Tarver mengatakan dia mengajari siswa, misalnya, bagaimana alat dapat digunakan untuk mendeteksi kesalahan tata bahasa dan bagaimana guru dapat menggunakannya untuk membantu penilaian. “Itu bisa mengurangi bias guru,” kata Tarver.
Dia berpendapat bahwa guru mungkin menilai siswa dengan cara tertentu bahkan jika mereka telah meningkat dari waktu ke waktu.
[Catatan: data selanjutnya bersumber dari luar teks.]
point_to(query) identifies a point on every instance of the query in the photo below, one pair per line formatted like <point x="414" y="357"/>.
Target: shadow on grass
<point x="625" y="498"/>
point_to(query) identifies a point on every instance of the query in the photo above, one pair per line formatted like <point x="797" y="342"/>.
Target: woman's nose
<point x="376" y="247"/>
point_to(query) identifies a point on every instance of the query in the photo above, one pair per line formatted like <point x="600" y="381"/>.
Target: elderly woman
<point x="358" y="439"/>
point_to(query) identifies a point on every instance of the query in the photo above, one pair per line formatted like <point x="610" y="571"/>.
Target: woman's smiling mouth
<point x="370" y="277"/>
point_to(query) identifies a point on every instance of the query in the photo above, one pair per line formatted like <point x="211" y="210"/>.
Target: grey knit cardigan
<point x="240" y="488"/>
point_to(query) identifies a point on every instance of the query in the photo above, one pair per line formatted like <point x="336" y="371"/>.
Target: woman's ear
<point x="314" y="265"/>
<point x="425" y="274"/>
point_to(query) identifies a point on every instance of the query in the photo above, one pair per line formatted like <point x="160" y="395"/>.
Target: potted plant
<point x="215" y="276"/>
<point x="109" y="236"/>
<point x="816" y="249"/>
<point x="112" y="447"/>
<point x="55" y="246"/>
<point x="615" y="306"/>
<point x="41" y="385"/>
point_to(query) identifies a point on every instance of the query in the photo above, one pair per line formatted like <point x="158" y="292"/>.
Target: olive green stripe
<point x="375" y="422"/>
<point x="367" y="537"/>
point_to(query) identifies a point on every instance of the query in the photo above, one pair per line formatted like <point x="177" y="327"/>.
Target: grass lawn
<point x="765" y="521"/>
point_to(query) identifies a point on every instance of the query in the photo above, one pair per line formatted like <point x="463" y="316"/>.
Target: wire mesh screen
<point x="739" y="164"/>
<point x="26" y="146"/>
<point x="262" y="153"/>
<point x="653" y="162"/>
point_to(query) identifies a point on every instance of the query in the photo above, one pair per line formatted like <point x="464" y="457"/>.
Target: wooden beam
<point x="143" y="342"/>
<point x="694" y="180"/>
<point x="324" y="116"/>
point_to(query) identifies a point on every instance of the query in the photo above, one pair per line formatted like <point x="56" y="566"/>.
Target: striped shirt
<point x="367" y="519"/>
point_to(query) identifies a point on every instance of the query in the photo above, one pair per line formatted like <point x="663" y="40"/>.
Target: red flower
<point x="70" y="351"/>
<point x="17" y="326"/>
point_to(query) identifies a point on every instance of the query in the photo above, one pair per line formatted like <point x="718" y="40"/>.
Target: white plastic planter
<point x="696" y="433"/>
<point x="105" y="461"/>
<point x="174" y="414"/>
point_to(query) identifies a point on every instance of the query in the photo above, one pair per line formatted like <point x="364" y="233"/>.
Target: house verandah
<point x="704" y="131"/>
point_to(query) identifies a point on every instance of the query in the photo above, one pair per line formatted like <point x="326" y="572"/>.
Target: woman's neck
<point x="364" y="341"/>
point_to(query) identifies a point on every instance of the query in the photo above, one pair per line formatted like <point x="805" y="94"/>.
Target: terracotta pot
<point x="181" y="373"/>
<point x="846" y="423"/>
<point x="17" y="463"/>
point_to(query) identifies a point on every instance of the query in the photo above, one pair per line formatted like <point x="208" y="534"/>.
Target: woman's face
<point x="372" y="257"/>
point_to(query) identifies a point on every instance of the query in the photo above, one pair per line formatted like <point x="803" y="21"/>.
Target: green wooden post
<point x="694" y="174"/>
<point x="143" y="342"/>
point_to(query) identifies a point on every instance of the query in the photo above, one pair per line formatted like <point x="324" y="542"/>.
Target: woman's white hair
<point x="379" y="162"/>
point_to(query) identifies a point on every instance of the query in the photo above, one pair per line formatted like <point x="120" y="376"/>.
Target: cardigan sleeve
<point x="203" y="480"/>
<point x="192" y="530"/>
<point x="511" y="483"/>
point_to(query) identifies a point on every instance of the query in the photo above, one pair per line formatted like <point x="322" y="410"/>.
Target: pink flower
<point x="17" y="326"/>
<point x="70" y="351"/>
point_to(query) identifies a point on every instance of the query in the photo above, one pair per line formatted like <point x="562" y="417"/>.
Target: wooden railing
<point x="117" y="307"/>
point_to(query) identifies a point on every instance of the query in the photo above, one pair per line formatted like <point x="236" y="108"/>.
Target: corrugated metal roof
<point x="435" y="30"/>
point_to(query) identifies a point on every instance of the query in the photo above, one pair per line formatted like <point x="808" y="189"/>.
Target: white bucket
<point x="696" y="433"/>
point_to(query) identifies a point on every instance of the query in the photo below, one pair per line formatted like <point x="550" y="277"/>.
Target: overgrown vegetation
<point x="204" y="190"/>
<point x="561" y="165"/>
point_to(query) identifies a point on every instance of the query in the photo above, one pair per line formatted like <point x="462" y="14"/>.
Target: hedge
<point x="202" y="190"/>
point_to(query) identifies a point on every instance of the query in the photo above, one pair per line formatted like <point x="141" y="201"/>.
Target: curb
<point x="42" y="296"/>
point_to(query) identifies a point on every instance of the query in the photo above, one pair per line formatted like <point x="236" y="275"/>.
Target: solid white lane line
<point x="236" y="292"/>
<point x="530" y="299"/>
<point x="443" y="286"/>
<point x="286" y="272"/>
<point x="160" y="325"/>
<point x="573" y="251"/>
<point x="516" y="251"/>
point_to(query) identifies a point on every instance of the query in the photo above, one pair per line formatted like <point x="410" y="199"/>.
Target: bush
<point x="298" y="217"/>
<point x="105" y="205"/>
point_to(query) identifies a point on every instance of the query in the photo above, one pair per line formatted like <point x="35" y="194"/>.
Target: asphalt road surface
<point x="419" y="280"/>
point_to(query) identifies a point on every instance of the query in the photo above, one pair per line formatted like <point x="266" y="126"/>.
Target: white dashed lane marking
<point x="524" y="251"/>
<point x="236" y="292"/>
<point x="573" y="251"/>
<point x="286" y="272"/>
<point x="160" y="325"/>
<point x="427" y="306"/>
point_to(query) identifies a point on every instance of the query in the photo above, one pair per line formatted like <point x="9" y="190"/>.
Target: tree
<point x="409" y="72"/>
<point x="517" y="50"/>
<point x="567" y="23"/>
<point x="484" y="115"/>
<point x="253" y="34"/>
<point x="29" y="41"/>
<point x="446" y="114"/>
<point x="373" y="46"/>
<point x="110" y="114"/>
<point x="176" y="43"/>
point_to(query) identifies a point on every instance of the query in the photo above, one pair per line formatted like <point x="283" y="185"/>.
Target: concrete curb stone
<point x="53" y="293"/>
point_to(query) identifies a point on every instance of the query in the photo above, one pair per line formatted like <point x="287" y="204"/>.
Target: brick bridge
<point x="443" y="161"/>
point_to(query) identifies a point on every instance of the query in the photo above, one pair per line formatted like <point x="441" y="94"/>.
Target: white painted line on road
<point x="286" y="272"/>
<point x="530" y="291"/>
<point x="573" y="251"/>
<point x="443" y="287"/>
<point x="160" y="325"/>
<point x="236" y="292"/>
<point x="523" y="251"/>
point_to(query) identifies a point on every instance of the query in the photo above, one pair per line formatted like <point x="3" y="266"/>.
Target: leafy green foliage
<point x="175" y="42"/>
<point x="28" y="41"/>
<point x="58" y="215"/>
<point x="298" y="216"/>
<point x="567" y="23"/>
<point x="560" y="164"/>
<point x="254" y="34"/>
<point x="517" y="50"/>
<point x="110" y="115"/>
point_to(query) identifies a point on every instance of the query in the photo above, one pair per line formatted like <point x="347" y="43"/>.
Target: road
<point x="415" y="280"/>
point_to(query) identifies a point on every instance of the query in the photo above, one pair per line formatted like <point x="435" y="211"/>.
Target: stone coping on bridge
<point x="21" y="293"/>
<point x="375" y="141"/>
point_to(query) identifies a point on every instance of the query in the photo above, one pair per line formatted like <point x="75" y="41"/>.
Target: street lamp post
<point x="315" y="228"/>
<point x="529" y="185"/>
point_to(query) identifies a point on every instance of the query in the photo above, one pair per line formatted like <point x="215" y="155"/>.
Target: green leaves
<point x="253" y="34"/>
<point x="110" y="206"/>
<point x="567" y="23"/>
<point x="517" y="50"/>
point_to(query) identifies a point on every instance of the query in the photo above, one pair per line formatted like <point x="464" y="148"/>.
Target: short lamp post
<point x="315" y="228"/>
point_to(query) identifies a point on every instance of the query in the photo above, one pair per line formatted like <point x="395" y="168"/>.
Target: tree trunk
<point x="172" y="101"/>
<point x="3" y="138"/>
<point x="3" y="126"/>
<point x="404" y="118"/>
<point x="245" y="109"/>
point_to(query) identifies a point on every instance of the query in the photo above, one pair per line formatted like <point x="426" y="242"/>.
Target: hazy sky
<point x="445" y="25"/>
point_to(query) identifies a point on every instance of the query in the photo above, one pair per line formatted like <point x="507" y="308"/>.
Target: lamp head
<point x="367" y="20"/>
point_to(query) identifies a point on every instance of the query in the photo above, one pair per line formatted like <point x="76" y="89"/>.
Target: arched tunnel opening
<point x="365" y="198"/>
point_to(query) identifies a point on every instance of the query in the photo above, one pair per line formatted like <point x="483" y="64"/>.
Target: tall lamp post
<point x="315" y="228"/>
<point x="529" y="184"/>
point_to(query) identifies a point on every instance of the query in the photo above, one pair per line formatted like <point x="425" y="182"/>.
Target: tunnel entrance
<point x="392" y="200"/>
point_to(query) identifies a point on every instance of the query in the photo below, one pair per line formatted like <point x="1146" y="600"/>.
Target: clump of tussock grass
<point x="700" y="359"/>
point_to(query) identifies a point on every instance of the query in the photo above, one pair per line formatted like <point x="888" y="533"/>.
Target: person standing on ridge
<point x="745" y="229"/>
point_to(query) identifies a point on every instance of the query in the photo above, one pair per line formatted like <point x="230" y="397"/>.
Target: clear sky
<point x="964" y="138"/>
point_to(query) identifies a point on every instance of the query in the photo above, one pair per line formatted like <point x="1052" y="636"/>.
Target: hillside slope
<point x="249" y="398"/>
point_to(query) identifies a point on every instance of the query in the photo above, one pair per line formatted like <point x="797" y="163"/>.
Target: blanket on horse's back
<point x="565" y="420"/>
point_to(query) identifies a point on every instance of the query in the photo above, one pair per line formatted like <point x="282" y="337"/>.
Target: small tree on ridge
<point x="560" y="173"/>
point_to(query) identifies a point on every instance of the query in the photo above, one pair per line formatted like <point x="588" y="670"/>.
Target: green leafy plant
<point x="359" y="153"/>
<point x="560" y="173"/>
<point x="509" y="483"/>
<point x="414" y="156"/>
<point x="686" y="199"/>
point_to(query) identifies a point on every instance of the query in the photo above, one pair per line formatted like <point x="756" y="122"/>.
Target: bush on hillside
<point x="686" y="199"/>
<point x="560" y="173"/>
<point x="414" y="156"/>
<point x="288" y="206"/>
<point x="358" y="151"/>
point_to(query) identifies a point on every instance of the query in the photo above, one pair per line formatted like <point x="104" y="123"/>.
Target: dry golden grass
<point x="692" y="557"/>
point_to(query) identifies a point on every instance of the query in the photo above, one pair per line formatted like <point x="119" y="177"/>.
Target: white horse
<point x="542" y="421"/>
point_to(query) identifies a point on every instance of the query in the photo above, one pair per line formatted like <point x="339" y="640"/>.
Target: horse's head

Dengan menjalankan tugas melalui ChatGPT dan memintanya untuk menilai struktur kalimat pada skala satu sampai 10, tanggapan tersebut dapat “berfungsi sebagai pandangan kedua untuk memastikan mereka tidak melewatkan apa pun,” kata Tarver.
“Ini seharusnya tidak menjadi penilaian akhir — guru juga tidak boleh menggunakannya untuk menyontek atau interupsi — tapi itu bisa membantu penilaian, ”katanya. “Intinya adalah ini seperti saat mobil ditemukan. Anda tidak ingin menjadi orang terakhir di kuda dan gerobak.”
Peluncuran ChatGPT sebagai alat pembelajaran di sekolah membantu siswa agar tidak tertinggal dalam era teknologi. Dengan mengajar ChatGPT sebagai platform komunikasi, siswa dapat mengasah keterampilan menulis, berbicara, dan berpikir secara kritis. Sekolah mengajarkan ChatGPT agar siswa tidak ketinggalan dalam perkembangan dunia digital yang terus berubah.